# Thread: Lower and Upper Darboux Sums

1. ## Lower and Upper Darboux Sums

Let $\displaystyle f(x) : [a,b] -> R$ be a bounded function such that $\displaystyle U(f,P) = L(f,P)$ for any partition P of [a,b].
Prove that there exists a constant c such that $\displaystyle f(x) = c$ for any x in [a,b] (by contradiction) .
Appreciate if someone could help on this one. Thanks...

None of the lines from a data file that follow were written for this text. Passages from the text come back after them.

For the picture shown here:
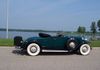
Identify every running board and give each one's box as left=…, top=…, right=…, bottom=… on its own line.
left=42, top=50, right=68, bottom=52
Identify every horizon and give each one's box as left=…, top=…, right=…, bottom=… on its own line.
left=0, top=0, right=100, bottom=31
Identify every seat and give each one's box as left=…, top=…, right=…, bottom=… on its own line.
left=39, top=33, right=51, bottom=38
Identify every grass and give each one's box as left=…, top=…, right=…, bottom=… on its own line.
left=0, top=39, right=100, bottom=47
left=0, top=39, right=13, bottom=46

2. Originally Posted by seniorcalculus
Let $\displaystyle f(x) : [a,b] -> R$ be a bounded function such that $\displaystyle U(f,P) = L(f,P)$ for any partition P of [a,b].
Prove that there exists a constant c such that $\displaystyle f(x) = c$ for any x in [a,b] (by contradiction) .
Appreciate if someone could help on this one. Thanks...
it's really trivial! let $\displaystyle P=\{a,b\}.$ let $\displaystyle M=\sup_{x \in [a,b]}f(x), \ m=\inf_{x \in [a,b]}f(x).$ then: $\displaystyle 0=U(f,P)-L(f,P)=(M-m)(b-a).$ thus $\displaystyle M=m,$ which means $\displaystyle f$ is constant.

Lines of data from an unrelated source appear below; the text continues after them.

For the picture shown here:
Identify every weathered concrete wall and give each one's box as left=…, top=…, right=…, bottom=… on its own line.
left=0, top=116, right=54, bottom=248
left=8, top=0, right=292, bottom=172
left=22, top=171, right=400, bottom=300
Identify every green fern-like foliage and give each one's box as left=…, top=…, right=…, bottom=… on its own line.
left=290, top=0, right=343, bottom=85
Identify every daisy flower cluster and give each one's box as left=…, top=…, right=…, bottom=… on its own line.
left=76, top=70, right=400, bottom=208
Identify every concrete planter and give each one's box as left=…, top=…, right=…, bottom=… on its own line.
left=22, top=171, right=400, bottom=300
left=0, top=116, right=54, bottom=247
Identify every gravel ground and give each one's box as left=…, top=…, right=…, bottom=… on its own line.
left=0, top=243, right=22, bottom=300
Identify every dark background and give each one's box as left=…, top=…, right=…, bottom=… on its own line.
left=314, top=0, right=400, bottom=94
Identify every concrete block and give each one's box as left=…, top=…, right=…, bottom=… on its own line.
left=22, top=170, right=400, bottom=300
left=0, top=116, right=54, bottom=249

3. Okay, thanks. But that's a direct proof, right? I kinda need help for proof by contradiction though.

4. Originally Posted by seniorcalculus
Okay, thanks. But that's a direct proof, right? I kinda need help for proof by contradiction though.
it's the same proof! let $\displaystyle P,M, m$ be as above. suppose $\displaystyle f$ is not constant. then $\displaystyle M \neq m.$ but $\displaystyle 0=U(f,P)-L(f,P)=(M-m)(b-a).$ thus $\displaystyle b=a.$ contradiction!

5. Okay, I understand it now. Thanks, NonCommAlg
But, I realized that you have picked an instance of a partition in this case, which is P={a,b}. But in the proof we have to show that for any partition interval. Shouldn't we have to assume for any partition P?